La demande de la Commission renvoie aux articles 44 et 48 (art. 44,
art. 48) ainsi qu'à la déclaration italienne reconnaissant la
juridiction obligatoire de la Cour (article 46) (art. 46). Elle a
pour objet d'obtenir une décision sur le point de savoir si les
faits de la cause révèlent un manquement de l'Etat défendeur aux
exigences de l'article 6 par. 1 (art. 6-1).
2. En réponse à l'invitation prévue à l'article 33 par. 3 d)
du règlement, le requérant a manifesté le désir de participer
à l'instance et a désigné son conseil (article 30).

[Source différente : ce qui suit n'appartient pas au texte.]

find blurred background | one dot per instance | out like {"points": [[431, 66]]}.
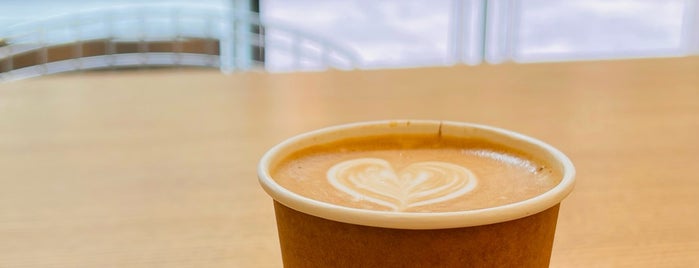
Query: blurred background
{"points": [[42, 37]]}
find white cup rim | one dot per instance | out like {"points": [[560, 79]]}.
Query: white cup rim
{"points": [[416, 220]]}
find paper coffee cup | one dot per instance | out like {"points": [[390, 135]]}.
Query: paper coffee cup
{"points": [[318, 234]]}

Le 25 juillet 1990, le président l'a autorisé à employer la langue
italienne (article 27 par. 3).
3. Le président de la Cour a estimé le 24 mai 1990 qu'il y
avait lieu, dans l'intérêt d'une bonne administration de la
justice, de confier l'examen de la présente cause - ainsi que des
affaires Pugliese (II) et Vocaturo* - à la chambre constituée
le 26 mars 1990 pour connaître des affaires Brigandì, Zanghì et
Santilli** (article 21 par. 6 du règlement). Elle comprenait de
plein droit M. C. Russo, juge élu de nationalité italienne
(article 43 de la Convention) (art. 43), et M. R. Ryssdal,
président de la Cour (article 21 par. 3 b) du règlement), les sept
autres membres, désignés par tirage au sort, étant M. J. Cremona,
M. Thór Vilhjálmsson, Mme D. Bindschedler-Robert, M. F. Gölcüklü,
M. R. Bernhardt, M. S.K. Martens et M. J.M. Morenilla (articles 43
in fine de la Convention et 21 par. 4 du règlement) (art. 43).
Ultérieurement, Sir Vincent Evans, suppléant, a remplacé
M. N. Valticos, empêché, qui dans un premier temps avait remplacé
M. Bernhardt pour la même raison (articles 22 par. 1 et 24 par. 1
du règlement).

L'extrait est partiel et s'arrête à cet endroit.